Ela respirou fundo, a dor emergindo junto com as palavras.

— Ele tinha quinze anos quando tudo começou. Ingênuo. Acreditava que os alienígenas iam embora logo, que era só uma “fase global”. Eu tentava protegê-lo. Sempre fui como uma mãe pra ele. Quando começaram a implantar os chips na população da nossa cidade, minha mãe foi uma das primeiras a ceder. Meu irmão... ele foi chipado à força, junto com ela. Eu... eu tentei impedir. Mas fui tarde demais.

Ela virou o rosto, a voz embargada.

— Quando consegui chegar até ele, o chip já tinha dominado. Ele me atacou. Os olhos dele... não eram dele. E eu... — agora ela chorava sem conseguir segurar — eu fiz o que ninguém deveria precisar fazer. Eu matei o meu irmão. Eu atirei. Três vezes. E ele caiu. Não tive tempo de pensar. Não tive escolha.

David engoliu seco. O silêncio pesava como chumbo.

— Carrego isso todo dia. Todo maldito dia. A dor, a culpa, o medo de ter perdido tudo que me fazia humana.

Ele tocou de leve a mão dela.

— Você não perdeu. Você ainda sente. Isso já te mantém humana.

Ela soltou um riso curto e sem humor.

— Engraçado, né? Você matou um civil ontem e acha que isso te faz um monstro. Eu matei meu irmão... e ainda continuo aqui, viva. É justo?

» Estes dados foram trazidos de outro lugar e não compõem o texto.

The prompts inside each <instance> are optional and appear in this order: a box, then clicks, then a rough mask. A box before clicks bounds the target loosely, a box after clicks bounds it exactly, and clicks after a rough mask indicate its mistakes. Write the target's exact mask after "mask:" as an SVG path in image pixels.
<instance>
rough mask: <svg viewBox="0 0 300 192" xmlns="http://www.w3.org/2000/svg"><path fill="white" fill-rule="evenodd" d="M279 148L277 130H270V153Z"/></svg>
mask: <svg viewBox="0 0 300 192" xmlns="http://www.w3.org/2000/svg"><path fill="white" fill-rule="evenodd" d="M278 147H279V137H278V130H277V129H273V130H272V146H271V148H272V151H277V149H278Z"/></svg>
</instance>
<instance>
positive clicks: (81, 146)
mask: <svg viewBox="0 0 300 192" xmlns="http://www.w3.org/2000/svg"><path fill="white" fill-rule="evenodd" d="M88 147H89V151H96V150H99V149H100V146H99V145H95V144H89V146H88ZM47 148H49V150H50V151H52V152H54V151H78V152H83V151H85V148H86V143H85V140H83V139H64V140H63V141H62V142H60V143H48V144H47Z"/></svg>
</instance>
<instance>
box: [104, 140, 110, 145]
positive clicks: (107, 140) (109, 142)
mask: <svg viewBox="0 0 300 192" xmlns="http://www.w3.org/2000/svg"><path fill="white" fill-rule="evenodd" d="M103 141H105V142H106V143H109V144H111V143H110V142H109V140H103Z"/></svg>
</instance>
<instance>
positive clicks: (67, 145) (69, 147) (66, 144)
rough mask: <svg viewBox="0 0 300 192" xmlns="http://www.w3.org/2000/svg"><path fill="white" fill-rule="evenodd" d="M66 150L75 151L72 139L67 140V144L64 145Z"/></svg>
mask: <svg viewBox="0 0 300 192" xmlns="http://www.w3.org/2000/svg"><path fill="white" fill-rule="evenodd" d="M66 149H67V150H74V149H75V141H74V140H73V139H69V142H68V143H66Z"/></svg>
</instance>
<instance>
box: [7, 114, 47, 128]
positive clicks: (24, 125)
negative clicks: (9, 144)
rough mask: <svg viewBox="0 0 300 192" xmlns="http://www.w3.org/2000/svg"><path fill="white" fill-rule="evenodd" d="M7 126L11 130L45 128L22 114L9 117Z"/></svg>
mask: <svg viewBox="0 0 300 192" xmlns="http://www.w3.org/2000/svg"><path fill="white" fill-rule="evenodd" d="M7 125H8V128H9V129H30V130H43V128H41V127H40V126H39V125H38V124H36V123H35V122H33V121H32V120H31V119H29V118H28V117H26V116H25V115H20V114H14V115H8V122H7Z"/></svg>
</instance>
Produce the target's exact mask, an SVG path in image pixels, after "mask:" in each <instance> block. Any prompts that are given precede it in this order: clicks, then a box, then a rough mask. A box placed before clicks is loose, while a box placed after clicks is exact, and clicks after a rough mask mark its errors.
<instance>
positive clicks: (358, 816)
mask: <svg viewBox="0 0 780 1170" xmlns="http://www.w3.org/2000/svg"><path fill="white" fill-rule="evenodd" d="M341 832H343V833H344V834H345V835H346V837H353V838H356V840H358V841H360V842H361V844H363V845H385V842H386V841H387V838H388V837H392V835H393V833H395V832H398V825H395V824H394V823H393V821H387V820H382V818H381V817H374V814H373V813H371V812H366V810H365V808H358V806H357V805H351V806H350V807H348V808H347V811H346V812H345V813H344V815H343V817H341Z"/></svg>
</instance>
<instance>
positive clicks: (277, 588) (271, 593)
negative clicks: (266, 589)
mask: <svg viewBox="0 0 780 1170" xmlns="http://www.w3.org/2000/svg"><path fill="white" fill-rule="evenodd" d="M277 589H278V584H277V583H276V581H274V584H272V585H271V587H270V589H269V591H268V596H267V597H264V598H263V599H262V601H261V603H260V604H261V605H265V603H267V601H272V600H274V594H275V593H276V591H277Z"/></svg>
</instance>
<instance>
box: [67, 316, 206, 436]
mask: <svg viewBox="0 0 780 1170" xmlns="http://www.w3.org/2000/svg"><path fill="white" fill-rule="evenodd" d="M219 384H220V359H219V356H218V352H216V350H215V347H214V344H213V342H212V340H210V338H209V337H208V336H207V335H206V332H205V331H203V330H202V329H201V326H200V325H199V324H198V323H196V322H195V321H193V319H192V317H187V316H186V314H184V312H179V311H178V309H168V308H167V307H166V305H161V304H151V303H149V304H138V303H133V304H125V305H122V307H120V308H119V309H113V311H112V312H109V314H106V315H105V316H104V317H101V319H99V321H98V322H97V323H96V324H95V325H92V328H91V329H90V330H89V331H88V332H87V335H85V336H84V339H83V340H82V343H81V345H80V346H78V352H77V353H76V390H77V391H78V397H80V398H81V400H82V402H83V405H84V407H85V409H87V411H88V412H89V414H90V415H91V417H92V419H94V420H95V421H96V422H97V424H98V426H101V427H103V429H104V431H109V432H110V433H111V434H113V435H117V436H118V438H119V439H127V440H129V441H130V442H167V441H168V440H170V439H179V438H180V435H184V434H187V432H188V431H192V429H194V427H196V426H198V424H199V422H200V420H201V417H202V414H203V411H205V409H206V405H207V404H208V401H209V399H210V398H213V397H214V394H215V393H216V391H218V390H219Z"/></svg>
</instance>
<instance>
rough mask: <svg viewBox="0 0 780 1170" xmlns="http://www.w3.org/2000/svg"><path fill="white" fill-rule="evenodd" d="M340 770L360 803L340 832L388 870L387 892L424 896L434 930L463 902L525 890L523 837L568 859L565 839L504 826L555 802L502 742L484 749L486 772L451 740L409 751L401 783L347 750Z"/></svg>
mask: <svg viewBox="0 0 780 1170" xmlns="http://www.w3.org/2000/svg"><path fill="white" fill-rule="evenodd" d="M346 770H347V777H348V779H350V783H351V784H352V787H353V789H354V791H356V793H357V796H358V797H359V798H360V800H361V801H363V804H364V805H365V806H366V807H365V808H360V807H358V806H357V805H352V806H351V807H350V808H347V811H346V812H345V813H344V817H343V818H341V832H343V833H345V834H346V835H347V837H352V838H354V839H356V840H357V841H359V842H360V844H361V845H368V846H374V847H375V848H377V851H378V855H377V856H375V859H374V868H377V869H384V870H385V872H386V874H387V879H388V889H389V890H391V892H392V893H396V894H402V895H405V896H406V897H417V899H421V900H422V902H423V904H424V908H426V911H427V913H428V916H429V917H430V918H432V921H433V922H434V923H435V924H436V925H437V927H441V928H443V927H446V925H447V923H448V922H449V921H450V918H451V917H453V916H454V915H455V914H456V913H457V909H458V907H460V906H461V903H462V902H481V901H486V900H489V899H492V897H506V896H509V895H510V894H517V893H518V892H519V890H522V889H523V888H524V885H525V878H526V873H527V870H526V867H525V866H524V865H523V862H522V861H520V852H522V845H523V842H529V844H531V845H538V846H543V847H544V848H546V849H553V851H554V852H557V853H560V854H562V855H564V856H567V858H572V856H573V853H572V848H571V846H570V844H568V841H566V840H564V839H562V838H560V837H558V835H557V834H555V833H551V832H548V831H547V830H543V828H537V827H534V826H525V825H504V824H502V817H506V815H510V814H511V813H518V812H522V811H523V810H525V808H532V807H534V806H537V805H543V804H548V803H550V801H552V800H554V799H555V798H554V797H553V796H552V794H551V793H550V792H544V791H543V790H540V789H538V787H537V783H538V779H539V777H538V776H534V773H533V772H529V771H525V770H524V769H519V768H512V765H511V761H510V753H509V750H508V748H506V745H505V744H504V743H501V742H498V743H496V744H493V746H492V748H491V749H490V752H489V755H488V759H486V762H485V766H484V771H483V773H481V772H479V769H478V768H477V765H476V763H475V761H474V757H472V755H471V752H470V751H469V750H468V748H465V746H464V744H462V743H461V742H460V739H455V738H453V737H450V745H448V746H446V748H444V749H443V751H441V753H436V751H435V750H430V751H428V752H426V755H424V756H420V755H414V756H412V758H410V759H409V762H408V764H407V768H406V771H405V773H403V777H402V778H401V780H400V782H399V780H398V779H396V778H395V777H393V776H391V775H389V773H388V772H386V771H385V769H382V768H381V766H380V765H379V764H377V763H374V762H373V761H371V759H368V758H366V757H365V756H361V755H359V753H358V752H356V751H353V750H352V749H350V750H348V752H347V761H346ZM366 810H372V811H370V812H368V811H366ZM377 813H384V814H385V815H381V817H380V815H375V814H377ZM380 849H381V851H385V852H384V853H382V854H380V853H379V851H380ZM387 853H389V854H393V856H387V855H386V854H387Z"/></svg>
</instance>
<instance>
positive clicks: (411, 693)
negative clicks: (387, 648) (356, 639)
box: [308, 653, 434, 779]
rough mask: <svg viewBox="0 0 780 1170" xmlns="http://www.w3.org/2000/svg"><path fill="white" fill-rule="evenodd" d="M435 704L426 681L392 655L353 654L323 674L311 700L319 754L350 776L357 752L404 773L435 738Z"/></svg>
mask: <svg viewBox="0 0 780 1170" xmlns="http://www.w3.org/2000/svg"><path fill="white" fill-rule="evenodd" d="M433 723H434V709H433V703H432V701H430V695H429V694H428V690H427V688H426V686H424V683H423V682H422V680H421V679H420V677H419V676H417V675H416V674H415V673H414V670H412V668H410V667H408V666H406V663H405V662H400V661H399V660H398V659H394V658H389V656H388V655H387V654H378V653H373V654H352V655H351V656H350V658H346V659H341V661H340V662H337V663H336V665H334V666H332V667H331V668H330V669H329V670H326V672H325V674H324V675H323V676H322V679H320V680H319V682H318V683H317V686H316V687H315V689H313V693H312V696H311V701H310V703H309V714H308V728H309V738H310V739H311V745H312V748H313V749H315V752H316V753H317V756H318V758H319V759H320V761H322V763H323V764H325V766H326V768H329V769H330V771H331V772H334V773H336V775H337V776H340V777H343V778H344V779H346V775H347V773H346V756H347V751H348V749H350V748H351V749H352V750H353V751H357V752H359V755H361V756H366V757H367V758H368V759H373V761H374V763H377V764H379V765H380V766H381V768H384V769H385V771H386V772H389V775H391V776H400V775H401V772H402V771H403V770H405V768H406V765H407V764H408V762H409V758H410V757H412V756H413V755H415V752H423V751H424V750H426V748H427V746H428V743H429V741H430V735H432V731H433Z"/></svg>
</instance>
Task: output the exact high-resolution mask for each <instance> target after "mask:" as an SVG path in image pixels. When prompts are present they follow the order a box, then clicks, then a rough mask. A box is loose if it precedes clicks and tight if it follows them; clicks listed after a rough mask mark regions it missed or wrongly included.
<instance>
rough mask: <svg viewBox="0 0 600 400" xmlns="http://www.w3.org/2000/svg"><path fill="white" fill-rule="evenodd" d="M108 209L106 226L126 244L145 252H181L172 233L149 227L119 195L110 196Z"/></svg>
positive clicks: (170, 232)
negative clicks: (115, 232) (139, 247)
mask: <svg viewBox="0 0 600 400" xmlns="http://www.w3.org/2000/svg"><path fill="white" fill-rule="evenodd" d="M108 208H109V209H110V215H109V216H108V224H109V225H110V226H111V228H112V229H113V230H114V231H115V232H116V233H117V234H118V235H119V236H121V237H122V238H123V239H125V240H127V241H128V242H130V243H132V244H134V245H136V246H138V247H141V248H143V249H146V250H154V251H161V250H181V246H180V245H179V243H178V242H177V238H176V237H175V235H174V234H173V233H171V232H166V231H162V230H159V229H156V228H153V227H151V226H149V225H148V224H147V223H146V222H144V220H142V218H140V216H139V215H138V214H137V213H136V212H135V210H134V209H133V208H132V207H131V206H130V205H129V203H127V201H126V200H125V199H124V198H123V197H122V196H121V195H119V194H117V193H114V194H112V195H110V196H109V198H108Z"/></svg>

— Não é sobre justiça — disse ele. — É sobre sobrevivência. E sobre tentar encontrar algo bom mesmo dentro da merda toda.

Os dois ficaram ali, abraçados pelo silêncio e pela memória dos mortos. Pela primeira vez em muito tempo, não havia raiva entre eles. Só a dor crua — e um tipo de compaixão que só quem sangrou demais pode oferecer.

Horas depois, a mensagem de Laura foi transmitida. O sinal percorreu ondas longas, cortando nuvens e atravessando a atmosfera, como uma oração digital.

Ninguém sabia se alguém ouviria.

Mas naquela noite, o mundo ouviu, ao menos dentro daquele grupo.

Porque eles não eram apenas soldados, rebeldes ou sobreviventes.

Eram ecos de um passado, tentando construir o futuro com vozes quebradas e fantasmas no peito.